Quando te vi, minhas palmas eram um clichê. Meu estômago era um clichê, minha garganta era um clichê, eu não podia comigo mesma, eu não podia com nada e virei uma cerveja de muitos mililitros pra conseguir fazer algo sobre isso.
Beijo de um milhão de fogos, e fugi.
Não soube lidar com o cavalo.


Esta mujer me he matado
Me ha espinado el corazón
Por más que trate de olvidarle
Mi alma
No da razon


Por que meu coração sangra todos os dias? Por que eu sinto dor dia sim, e outro dia também? Isso deveria ser simples, mas a dosagem foi grande demais. 
Eu me desgasto, eu me exausto, eu me gasto. Não basta, e não tem mais nada que eu possa fazer sobre isso.

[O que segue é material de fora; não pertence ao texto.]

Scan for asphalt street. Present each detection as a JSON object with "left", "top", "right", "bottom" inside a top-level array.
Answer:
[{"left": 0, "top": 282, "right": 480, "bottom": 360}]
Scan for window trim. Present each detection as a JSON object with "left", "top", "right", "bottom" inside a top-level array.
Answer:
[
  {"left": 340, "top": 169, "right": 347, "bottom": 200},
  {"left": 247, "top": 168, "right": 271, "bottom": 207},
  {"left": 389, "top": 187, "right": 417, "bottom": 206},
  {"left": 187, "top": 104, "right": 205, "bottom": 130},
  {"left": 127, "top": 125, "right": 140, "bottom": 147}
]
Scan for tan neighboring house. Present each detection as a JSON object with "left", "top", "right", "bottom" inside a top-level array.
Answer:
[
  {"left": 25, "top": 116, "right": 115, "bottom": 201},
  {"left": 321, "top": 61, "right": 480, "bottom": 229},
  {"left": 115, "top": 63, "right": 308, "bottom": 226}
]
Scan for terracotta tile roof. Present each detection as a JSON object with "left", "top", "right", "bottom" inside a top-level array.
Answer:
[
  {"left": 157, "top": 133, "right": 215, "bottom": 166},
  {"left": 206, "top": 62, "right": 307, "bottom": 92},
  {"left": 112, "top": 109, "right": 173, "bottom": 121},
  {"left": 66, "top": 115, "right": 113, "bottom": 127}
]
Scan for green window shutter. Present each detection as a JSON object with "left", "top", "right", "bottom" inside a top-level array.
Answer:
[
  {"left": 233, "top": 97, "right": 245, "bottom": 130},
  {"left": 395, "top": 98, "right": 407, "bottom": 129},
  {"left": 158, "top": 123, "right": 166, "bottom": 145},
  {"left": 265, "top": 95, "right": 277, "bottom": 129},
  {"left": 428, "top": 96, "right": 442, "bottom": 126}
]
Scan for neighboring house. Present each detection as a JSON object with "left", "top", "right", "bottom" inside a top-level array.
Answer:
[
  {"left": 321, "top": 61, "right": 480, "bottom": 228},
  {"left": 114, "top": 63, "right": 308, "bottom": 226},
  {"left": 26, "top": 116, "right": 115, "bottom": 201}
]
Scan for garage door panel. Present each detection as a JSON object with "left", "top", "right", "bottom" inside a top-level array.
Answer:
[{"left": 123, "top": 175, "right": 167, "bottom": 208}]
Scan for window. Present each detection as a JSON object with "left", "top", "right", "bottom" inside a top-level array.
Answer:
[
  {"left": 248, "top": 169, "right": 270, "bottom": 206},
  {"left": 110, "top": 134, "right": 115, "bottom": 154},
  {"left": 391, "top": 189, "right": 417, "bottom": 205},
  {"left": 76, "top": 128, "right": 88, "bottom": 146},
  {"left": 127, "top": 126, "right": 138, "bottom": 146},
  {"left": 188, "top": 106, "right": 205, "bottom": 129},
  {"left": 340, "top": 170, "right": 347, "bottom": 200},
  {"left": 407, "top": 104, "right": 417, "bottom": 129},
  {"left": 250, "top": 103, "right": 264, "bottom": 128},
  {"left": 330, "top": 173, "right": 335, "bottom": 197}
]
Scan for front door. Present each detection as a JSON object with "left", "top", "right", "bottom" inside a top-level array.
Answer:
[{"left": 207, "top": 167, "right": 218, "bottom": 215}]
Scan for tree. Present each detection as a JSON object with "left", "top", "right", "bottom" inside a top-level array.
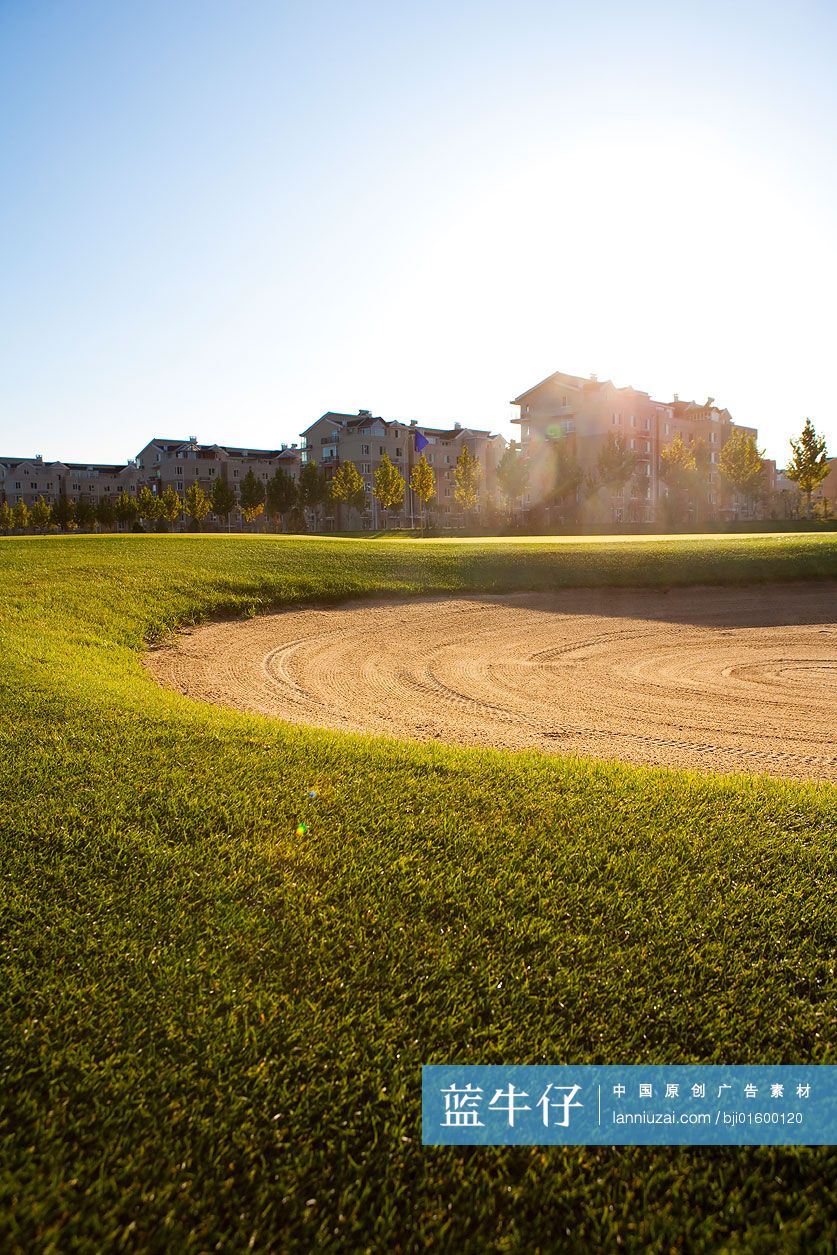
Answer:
[
  {"left": 784, "top": 418, "right": 829, "bottom": 518},
  {"left": 300, "top": 458, "right": 328, "bottom": 520},
  {"left": 31, "top": 497, "right": 53, "bottom": 532},
  {"left": 210, "top": 479, "right": 238, "bottom": 527},
  {"left": 157, "top": 483, "right": 183, "bottom": 527},
  {"left": 718, "top": 430, "right": 764, "bottom": 512},
  {"left": 410, "top": 454, "right": 435, "bottom": 531},
  {"left": 596, "top": 432, "right": 640, "bottom": 496},
  {"left": 497, "top": 441, "right": 530, "bottom": 515},
  {"left": 546, "top": 441, "right": 585, "bottom": 522},
  {"left": 331, "top": 462, "right": 366, "bottom": 524},
  {"left": 186, "top": 483, "right": 211, "bottom": 527},
  {"left": 453, "top": 444, "right": 481, "bottom": 513},
  {"left": 93, "top": 497, "right": 114, "bottom": 532},
  {"left": 267, "top": 467, "right": 297, "bottom": 527},
  {"left": 136, "top": 483, "right": 159, "bottom": 523},
  {"left": 238, "top": 469, "right": 265, "bottom": 523},
  {"left": 371, "top": 453, "right": 407, "bottom": 518},
  {"left": 660, "top": 434, "right": 698, "bottom": 522},
  {"left": 53, "top": 492, "right": 77, "bottom": 531},
  {"left": 113, "top": 491, "right": 139, "bottom": 527}
]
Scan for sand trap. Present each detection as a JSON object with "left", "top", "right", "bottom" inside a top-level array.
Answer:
[{"left": 148, "top": 584, "right": 837, "bottom": 781}]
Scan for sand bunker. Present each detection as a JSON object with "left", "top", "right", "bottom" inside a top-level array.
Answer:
[{"left": 148, "top": 584, "right": 837, "bottom": 781}]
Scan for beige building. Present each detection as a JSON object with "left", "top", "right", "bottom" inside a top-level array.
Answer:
[
  {"left": 0, "top": 457, "right": 139, "bottom": 507},
  {"left": 301, "top": 409, "right": 507, "bottom": 530},
  {"left": 512, "top": 371, "right": 758, "bottom": 526}
]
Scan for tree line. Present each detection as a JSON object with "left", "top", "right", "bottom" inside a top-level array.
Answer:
[{"left": 0, "top": 418, "right": 829, "bottom": 532}]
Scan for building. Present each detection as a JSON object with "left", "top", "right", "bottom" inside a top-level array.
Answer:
[
  {"left": 512, "top": 370, "right": 758, "bottom": 526},
  {"left": 134, "top": 435, "right": 301, "bottom": 517},
  {"left": 0, "top": 456, "right": 139, "bottom": 507},
  {"left": 301, "top": 409, "right": 507, "bottom": 528}
]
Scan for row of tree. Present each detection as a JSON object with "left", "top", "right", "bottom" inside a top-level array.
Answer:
[{"left": 0, "top": 419, "right": 829, "bottom": 532}]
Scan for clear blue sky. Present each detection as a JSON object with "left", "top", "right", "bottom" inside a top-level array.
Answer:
[{"left": 0, "top": 0, "right": 837, "bottom": 463}]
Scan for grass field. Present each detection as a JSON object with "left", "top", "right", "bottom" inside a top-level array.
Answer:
[{"left": 0, "top": 533, "right": 837, "bottom": 1252}]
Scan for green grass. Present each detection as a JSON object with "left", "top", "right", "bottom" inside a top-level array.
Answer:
[{"left": 0, "top": 533, "right": 837, "bottom": 1252}]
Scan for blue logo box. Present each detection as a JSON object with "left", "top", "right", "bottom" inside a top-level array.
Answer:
[{"left": 422, "top": 1064, "right": 837, "bottom": 1146}]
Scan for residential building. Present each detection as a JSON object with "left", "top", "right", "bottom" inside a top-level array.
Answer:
[
  {"left": 136, "top": 435, "right": 301, "bottom": 517},
  {"left": 0, "top": 456, "right": 139, "bottom": 506},
  {"left": 512, "top": 370, "right": 758, "bottom": 526},
  {"left": 301, "top": 409, "right": 507, "bottom": 528}
]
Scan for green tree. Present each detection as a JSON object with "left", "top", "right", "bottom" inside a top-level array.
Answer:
[
  {"left": 546, "top": 441, "right": 585, "bottom": 522},
  {"left": 53, "top": 492, "right": 77, "bottom": 531},
  {"left": 410, "top": 454, "right": 435, "bottom": 531},
  {"left": 596, "top": 432, "right": 640, "bottom": 496},
  {"left": 238, "top": 471, "right": 265, "bottom": 523},
  {"left": 267, "top": 467, "right": 297, "bottom": 527},
  {"left": 453, "top": 444, "right": 481, "bottom": 513},
  {"left": 136, "top": 483, "right": 159, "bottom": 525},
  {"left": 300, "top": 458, "right": 329, "bottom": 522},
  {"left": 497, "top": 441, "right": 530, "bottom": 516},
  {"left": 186, "top": 483, "right": 211, "bottom": 527},
  {"left": 93, "top": 497, "right": 114, "bottom": 532},
  {"left": 113, "top": 489, "right": 139, "bottom": 527},
  {"left": 660, "top": 434, "right": 698, "bottom": 523},
  {"left": 210, "top": 479, "right": 238, "bottom": 527},
  {"left": 371, "top": 453, "right": 407, "bottom": 518},
  {"left": 784, "top": 418, "right": 829, "bottom": 518},
  {"left": 331, "top": 462, "right": 366, "bottom": 524},
  {"left": 31, "top": 497, "right": 53, "bottom": 532},
  {"left": 157, "top": 483, "right": 183, "bottom": 527},
  {"left": 718, "top": 429, "right": 764, "bottom": 514}
]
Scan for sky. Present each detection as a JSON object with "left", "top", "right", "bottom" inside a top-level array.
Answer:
[{"left": 0, "top": 0, "right": 837, "bottom": 464}]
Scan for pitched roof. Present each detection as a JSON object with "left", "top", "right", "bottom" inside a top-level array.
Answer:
[{"left": 511, "top": 370, "right": 610, "bottom": 405}]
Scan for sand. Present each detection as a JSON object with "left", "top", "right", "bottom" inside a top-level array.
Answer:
[{"left": 147, "top": 582, "right": 837, "bottom": 781}]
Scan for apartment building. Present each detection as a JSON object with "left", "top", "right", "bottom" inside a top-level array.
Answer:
[
  {"left": 512, "top": 370, "right": 758, "bottom": 526},
  {"left": 0, "top": 456, "right": 139, "bottom": 506},
  {"left": 134, "top": 435, "right": 301, "bottom": 496},
  {"left": 301, "top": 409, "right": 507, "bottom": 528}
]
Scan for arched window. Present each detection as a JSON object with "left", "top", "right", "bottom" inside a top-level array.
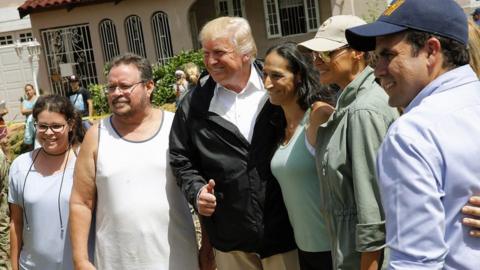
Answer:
[
  {"left": 99, "top": 19, "right": 120, "bottom": 62},
  {"left": 125, "top": 15, "right": 147, "bottom": 57},
  {"left": 152, "top": 11, "right": 173, "bottom": 64}
]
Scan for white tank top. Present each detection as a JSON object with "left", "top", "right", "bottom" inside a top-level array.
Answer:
[{"left": 95, "top": 112, "right": 198, "bottom": 270}]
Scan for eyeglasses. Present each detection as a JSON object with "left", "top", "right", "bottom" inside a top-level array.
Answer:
[
  {"left": 35, "top": 123, "right": 67, "bottom": 133},
  {"left": 312, "top": 45, "right": 349, "bottom": 63},
  {"left": 103, "top": 81, "right": 145, "bottom": 94}
]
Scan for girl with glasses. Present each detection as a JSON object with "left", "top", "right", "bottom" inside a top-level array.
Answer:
[{"left": 8, "top": 95, "right": 85, "bottom": 270}]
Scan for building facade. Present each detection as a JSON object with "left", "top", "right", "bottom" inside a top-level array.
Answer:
[{"left": 18, "top": 0, "right": 474, "bottom": 97}]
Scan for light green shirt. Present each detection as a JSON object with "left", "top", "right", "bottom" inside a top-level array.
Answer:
[
  {"left": 271, "top": 112, "right": 330, "bottom": 252},
  {"left": 316, "top": 67, "right": 398, "bottom": 270}
]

Cavaste teu buraco, e quando não achou que bastava, cavou ainda mais, e talvez prossiga cavando. Não sei dizer ao certo.
Suas lágrimas rolam tanto que eu acho impossível que as minhas sequer existam fora de mim. A ideia delas, assim com a ideia que tenho de ti descansam no meu peito cansado. Meu peito sempre cansado e maltratado, que sempre faço questão de maltratar mais.
Quando vou aprender, quando vou esquecer, quando vai parar de doer.
Quando é que você vai parar de meter o dedo na minha ferida pútrida que sou incapaz de limpar. Quando é que eu vou parar de cutucar incessantemente esse bolo que insisto em chamar de amor, que insisto em cuidar e proteger, mas que na verdade é uma grande e gorda larva nojenta que se apodera de mim.
Quando eu vou poder ficar em paz.
Quando você vai me deixar em paz.
Quando eu vou me deixar em paz.
Tá doendo, mas vai passar?
Ou a minha vida é uma grande dor abstrata eterna que vou sempre alimentar com outras larvas gordas ou eu sou a larva gorda da minha própria larva gorda que não se satisfaz em me encher de pus fétido, mas que é o próprio pus fétido.
Será que eu sou só o pus traumatizado das minhas relações passadas, incapaz de encontrar amor, por que se encontrar, minha dor cessa e eu não posso que ela cesse, pois sou só dor.